The party also promised to do away with the practice of e-attendance for teachers and students in schools and higher education institutions.

“Attendance of teachers and students would be ensured and the practice of e-attendance would be done away with because of which teachers and students feel humiliated,” the manifesto said.

The manifesto was released in the presence of state Congress president Kamal Nath, state campaign committee chief Jyotiraditya Scindia and former chief minister Digvijaya Singh.

Madhya Pradesh goes to polls on 28 November and votes will be counted on 11 December.


Also read: We have failed our children by removing no-detention clause from RTE


Flawed policy?

Senior Congress leader Kapil Sibal, under whose tenure as human resource development (HRD) minister the RTE Act came into force, told the Print that he was not consulted on the matter.
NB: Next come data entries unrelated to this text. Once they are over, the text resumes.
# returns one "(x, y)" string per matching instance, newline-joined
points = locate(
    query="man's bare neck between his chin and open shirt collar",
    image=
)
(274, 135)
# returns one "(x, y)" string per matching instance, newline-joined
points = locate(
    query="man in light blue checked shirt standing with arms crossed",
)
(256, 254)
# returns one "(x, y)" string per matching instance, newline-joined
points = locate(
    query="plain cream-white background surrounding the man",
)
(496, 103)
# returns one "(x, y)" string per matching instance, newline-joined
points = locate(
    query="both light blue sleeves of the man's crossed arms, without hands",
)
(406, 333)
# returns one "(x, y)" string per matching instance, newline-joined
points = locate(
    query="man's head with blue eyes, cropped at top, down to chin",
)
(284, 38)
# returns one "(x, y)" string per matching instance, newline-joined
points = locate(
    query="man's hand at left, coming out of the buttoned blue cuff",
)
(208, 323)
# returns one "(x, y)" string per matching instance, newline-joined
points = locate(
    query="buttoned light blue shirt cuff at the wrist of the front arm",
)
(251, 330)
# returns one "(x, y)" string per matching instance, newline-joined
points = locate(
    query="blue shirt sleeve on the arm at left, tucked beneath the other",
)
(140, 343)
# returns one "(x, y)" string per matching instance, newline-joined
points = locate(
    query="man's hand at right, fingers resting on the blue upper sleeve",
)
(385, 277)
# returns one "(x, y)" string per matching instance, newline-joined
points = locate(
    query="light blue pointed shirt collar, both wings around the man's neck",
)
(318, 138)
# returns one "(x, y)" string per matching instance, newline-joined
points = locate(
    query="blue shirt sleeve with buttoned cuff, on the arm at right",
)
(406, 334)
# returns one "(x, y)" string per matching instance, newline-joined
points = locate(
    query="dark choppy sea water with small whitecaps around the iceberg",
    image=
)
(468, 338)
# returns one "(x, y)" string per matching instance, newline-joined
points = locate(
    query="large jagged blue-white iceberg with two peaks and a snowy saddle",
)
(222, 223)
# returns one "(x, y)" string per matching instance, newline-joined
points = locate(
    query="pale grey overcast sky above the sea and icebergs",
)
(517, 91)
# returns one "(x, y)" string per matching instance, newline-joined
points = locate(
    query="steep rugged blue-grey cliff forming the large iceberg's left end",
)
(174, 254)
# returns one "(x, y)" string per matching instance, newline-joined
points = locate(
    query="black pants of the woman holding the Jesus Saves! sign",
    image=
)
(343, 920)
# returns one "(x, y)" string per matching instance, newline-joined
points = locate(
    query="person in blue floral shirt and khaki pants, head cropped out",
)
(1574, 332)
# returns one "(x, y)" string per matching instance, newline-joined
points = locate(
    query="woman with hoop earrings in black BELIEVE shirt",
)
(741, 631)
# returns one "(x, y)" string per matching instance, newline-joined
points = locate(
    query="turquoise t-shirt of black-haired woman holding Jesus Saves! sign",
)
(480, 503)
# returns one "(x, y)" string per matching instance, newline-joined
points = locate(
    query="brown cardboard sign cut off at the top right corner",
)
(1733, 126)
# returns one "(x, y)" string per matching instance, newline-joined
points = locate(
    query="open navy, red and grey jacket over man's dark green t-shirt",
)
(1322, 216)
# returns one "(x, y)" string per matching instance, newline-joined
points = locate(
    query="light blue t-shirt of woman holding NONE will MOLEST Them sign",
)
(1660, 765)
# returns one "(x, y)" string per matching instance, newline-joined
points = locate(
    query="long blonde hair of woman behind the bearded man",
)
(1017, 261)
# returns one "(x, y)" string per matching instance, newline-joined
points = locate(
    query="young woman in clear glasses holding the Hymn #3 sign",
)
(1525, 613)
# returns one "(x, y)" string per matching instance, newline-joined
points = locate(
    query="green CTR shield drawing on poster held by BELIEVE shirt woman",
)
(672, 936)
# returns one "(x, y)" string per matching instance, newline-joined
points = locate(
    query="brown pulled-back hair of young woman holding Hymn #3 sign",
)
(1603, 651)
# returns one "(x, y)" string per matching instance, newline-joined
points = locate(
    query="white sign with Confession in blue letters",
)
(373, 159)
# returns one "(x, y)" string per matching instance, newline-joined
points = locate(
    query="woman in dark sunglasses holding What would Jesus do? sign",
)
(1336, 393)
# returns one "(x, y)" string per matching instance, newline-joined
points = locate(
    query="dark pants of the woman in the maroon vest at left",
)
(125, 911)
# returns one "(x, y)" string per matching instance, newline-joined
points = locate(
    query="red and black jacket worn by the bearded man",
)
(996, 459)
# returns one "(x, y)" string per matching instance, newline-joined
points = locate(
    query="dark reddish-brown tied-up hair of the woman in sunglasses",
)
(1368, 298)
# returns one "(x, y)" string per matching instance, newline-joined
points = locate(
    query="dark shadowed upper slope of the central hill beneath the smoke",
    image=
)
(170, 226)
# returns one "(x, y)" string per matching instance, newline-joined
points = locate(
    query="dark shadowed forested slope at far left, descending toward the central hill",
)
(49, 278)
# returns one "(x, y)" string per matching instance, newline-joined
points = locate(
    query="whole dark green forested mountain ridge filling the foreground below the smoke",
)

“It is Madhya Pradesh Congress manifesto. They have to decide what to include in it. I was not consulted and I was also not in India,” he said.

Sibal has previously defended the policy citing the positive impact it had on arresting the dropout rate. He has also claimed that the policy was not understood properly by the states and so its implementation wasn’t done in the right manner.

For the past few years, concerns have been raised about the negative impact of the no-detention policy on the academic performance of the students and the Congress manifesto seems to echo the same sentiments.

Many states, especially Delhi, have been quite vocal about the flaws in the policy.

“The situation is very grim as far as education is concerned in the state,” said Abhay Dubey, spokesperson, Madhya Pradesh Congress Committee.

“It is true that no-detention policy was introduced but the exam that we have proposed will not only be an external one but will assess the overall development of the student too. But yes, there will be an external exam,” he added.


Also read: Scared of being dumped, Madhya Pradesh BJP MPs queue up for assembly tickets


Amendment

After holding consultation with states, the Central Advisory Board of Education in 2016 decided to give states the right to decide whether they want to have the no-detention policy or not.

However, this necessitated an amendment in the RTE Act.

The NDA government passed a bill in the Lok Sabha in July to amend the RTE Act to abolish the no-detention policy in schools. As per the amendment, it would be left to states to decide whether to continue the policy. The amendment also allows states to evolve their own detention policy from class 5 onwards.

The bill hasn’t been passed in the Rajya Sabha as yet.

A key component of the RTE Act, the no-detention policy was enforced with the aim of ensuring that every child aged between 6 and 14 received school education.